在 2022/6/29 14:04, Michael Ellerman 写道:
> Xiu Jianfeng <xiujianfeng at huawei.com> writes:
>> Add support for adding a random offset to the stack while handling
>> syscalls. This patch uses mftb() instead of get_random_int() for better
>> performance.
>>
>> In order to avoid unconditional stack canaries on syscall entry (due to
>> the use of alloca()), also disable stack protector to avoid triggering
>> needless checks and slowing down the entry path. As there is no general
>> way to control stack protector coverage with a function attribute, this
>> must be disabled at the compilation unit level.
>>
>> Signed-off-by: Xiu Jianfeng <xiujianfeng at huawei.com>
>>
>> ---
>> Changes in v2:
>>    -move choose choose_random_kstack_offset() to the end of system_call_exception
>>    -allow full 6 (10) bits of entropy
>>    -disable stack-protector for interrupt.c
>> ---
>>   arch/powerpc/Kconfig            |  1 +
>>   arch/powerpc/kernel/Makefile    |  7 +++++++
>>   arch/powerpc/kernel/interrupt.c | 19 ++++++++++++++++++-
>>   3 files changed, 26 insertions(+), 1 deletion(-)
>>
>> diff --git a/arch/powerpc/Kconfig b/arch/powerpc/Kconfig
>> index 98309eeae09c..2f0019a0054e 100644
>> --- a/arch/powerpc/Kconfig
>> +++ b/arch/powerpc/Kconfig
>> @@ -192,6 +192,7 @@ config PPC
>>   	select HAVE_ARCH_KASAN			if PPC32 && PPC_PAGE_SHIFT <= 14
>>   	select HAVE_ARCH_KASAN_VMALLOC		if PPC32 && PPC_PAGE_SHIFT <= 14
>>   	select HAVE_ARCH_KFENCE			if PPC_BOOK3S_32 || PPC_8xx || 40x
>> +	select HAVE_ARCH_RANDOMIZE_KSTACK_OFFSET
>>   	select HAVE_ARCH_KGDB
>>   	select HAVE_ARCH_MMAP_RND_BITS
>>   	select HAVE_ARCH_MMAP_RND_COMPAT_BITS	if COMPAT
>> diff --git a/arch/powerpc/kernel/Makefile b/arch/powerpc/kernel/Makefile
>> index 4ddd161aef32..5c5e85b8229b 100644
>> --- a/arch/powerpc/kernel/Makefile
>> +++ b/arch/powerpc/kernel/Makefile
>> @@ -40,6 +40,13 @@ CFLAGS_cputable.o += -DDISABLE_BRANCH_PROFILING
>>   CFLAGS_btext.o += -DDISABLE_BRANCH_PROFILING
>>   endif
>>   
>> +#ifdef CONFIG_RANDOMIZE_KSTACK_OFFSET
>> +# Remove stack protector to avoid triggering unneeded stack canary
>> +# checks due to randomize_kstack_offset.

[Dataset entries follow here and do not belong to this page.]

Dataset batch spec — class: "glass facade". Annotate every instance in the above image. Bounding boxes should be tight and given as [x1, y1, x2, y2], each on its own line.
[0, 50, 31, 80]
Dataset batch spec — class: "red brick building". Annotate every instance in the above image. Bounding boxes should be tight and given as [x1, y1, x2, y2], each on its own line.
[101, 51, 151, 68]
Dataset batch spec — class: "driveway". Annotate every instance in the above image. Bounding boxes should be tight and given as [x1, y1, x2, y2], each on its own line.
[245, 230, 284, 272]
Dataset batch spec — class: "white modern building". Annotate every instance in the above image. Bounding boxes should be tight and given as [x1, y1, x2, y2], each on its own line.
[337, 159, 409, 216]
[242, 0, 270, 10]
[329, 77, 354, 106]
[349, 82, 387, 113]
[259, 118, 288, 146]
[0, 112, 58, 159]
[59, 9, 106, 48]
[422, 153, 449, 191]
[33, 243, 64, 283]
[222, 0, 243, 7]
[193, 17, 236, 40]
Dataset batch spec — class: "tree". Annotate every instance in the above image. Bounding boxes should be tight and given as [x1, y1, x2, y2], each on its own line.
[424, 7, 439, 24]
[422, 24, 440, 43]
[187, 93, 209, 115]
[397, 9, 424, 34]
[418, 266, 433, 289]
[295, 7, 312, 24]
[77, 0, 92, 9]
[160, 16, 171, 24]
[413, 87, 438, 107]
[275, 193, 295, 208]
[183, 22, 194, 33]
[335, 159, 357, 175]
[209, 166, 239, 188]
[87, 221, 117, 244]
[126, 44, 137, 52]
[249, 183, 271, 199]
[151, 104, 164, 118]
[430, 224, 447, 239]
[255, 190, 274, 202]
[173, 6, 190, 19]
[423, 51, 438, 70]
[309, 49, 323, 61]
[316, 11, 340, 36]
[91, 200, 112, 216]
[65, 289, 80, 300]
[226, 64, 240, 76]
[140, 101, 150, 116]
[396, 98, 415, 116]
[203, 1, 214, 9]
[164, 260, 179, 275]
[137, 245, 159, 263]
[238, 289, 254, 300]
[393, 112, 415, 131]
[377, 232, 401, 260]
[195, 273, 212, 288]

>> +CFLAGS_REMOVE_interrupt.o = -fstack-protector -fstack-protector-strong
>> +CFLAGS_interrupt.o += -fno-stack-protector
>> +#endif
> I'm a bit reluctant to remove stack protection from all of interrupt.c
> just for this feature.
>
> It's true that none of the functions in interrupt.c currently trigger
> stack protection, but that could change in future.
>
> What about splitting system_call_exception() into a separate file as a
> lead-up patch, example below. Then we can just exclude stack protection
> from that one function.
>
> cheers
Thanks, it's a good idea, I will do in v3.
>
> diff --git a/arch/powerpc/kernel/Makefile b/arch/powerpc/kernel/Makefile
> index f91f0f29a566..ecfd333b95d1 100644
> --- a/arch/powerpc/kernel/Makefile
> +++ b/arch/powerpc/kernel/Makefile
> @@ -61,7 +61,7 @@ obj-y				:= cputable.o syscalls.o \
>   				   udbg.o misc.o io.o misc_$(BITS).o \
>   				   of_platform.o prom_parse.o firmware.o \
>   				   hw_breakpoint_constraints.o interrupt.o \
> -				   kdebugfs.o stacktrace.o
> +				   kdebugfs.o stacktrace.o syscall.o
>   obj-y				+= ptrace/
>   obj-$(CONFIG_PPC64)		+= setup_64.o \
>   				   paca.o nvram_64.o note.o
> diff --git a/arch/powerpc/kernel/interrupt.c b/arch/powerpc/kernel/interrupt.c
> index 784ea3289c84..0e75cb03244a 100644
> --- a/arch/powerpc/kernel/interrupt.c
> +++ b/arch/powerpc/kernel/interrupt.c
> @@ -24,8 +24,6 @@
>   unsigned long global_dbcr0[NR_CPUS];
>   #endif
>   
> -typedef long (*syscall_fn)(long, long, long, long, long, long);
> -
>   #ifdef CONFIG_PPC_BOOK3S_64
>   DEFINE_STATIC_KEY_FALSE(interrupt_exit_not_reentrant);
>   static inline bool exit_must_hard_disable(void)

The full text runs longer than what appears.